Missouri Gov. Jay Nixon on Thursday raised new issues with a tax-cut bill that Republican lawmakers regard as perhaps the crowning achievement of the 2013 session.
The bill, sponsored by Sen. Will Kraus, a Lee’s Summit Republican, would slash Missouri income taxes to help the state compete with Kansas Gov. Sam Brownback’s aggressive income-tax cuts.
Nixon said after a review of the bill, his staff found that it could result in a $200 million tax increase on prescription drug users. The measure eliminated a sales tax exemption on prescription drugs.
“If enacted, this provision would impose a $200 million sales tax hike on Missourians and increase the cost of the medications they need. This is a tax increase that Missourians cannot afford and don’t deserve,” Nixon said.
Kraus shot back with his own statement saying the problem could be easily fixed.
“I urge the governor to sign HB 253, which would provide broad-based tax relief to Missouri’s residents and businesses,” he said.
Nixon wasn’t buying it.

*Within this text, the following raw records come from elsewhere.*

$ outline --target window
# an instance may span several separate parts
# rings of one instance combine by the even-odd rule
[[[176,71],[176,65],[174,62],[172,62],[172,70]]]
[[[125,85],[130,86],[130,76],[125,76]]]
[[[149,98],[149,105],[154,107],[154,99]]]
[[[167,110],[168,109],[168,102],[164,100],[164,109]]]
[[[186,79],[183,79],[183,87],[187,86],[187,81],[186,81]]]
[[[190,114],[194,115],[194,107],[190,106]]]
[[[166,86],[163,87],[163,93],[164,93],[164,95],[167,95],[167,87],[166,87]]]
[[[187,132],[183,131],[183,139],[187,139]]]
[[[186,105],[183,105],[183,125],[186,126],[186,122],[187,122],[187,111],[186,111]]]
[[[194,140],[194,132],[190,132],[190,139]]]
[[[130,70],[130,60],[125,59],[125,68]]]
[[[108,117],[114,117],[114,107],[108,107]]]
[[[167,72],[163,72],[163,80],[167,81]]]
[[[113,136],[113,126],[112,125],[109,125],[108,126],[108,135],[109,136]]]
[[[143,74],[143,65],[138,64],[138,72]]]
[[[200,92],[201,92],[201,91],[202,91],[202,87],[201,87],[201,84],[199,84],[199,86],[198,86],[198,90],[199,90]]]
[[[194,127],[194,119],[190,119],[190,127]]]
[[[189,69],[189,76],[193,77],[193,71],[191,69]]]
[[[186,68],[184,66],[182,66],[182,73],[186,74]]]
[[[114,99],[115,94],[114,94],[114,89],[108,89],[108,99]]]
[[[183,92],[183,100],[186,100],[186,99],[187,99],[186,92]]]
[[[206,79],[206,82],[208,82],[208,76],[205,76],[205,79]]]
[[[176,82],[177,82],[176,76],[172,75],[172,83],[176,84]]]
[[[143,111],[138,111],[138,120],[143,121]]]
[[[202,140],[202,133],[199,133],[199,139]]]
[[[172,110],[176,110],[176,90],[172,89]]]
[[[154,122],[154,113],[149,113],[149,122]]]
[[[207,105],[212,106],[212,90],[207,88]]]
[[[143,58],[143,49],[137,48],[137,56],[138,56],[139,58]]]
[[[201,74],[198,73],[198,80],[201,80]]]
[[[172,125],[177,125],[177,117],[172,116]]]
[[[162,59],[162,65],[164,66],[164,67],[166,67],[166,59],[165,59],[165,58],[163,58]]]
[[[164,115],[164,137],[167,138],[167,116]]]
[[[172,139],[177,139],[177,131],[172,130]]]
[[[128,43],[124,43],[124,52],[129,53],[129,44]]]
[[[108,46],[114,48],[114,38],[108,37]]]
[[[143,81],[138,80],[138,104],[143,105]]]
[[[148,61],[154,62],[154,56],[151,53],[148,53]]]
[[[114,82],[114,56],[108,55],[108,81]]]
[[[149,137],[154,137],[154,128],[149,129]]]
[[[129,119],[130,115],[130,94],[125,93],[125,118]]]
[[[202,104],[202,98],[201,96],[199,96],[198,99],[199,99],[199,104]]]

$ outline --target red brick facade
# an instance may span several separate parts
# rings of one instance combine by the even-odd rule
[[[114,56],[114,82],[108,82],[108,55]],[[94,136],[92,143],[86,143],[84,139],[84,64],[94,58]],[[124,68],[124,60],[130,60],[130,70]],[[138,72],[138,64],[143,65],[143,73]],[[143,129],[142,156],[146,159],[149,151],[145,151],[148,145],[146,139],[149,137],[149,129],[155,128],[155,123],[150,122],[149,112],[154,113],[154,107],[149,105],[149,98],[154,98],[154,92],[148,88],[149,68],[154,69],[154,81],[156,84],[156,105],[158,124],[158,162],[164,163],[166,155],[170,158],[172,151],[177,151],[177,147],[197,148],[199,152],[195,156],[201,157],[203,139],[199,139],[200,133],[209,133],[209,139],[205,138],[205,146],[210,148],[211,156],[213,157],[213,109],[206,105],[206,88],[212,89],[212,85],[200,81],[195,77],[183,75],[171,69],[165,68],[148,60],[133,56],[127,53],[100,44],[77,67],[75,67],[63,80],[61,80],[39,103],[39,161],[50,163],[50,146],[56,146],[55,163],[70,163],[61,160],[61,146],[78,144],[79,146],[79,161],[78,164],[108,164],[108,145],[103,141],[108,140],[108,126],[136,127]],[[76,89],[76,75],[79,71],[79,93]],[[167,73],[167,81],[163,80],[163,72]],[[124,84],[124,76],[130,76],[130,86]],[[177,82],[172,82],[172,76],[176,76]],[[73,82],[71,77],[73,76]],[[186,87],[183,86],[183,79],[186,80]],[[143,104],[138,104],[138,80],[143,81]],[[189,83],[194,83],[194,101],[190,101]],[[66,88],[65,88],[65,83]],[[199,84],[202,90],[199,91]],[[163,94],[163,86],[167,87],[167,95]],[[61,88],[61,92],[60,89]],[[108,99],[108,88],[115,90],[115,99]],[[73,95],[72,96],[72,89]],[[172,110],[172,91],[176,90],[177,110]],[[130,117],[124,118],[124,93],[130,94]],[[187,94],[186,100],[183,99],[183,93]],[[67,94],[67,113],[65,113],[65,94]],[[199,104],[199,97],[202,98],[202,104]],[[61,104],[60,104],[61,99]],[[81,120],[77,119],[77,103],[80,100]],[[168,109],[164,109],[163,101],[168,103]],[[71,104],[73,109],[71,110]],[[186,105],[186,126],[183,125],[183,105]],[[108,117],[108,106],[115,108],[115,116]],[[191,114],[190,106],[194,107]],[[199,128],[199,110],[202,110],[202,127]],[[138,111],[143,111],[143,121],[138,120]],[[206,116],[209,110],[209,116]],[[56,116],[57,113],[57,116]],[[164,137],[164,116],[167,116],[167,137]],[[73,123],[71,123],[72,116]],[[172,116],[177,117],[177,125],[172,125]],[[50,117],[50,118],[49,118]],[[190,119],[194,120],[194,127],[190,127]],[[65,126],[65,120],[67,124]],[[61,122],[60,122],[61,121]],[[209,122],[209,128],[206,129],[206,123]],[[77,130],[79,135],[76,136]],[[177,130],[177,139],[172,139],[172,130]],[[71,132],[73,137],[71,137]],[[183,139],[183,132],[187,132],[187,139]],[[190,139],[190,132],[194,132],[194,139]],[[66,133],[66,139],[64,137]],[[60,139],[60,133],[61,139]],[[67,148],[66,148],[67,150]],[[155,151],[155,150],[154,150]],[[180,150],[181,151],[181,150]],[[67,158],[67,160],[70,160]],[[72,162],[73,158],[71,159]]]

He issued a second statement later in the day saying that while Kraus may not consider a $200 million tax increase “a cause for immediate concern, I do.
“For Missouri seniors and others who rely on prescription drugs to stay healthy, this is a very serious matter,” Nixon said. “Unfortunately, this is only one of many red flags that the ongoing assessment of this legislation has raised. I will continue to review this bill carefully and identify any other problems as expeditiously as possible.”
Prediction: The governor will veto it.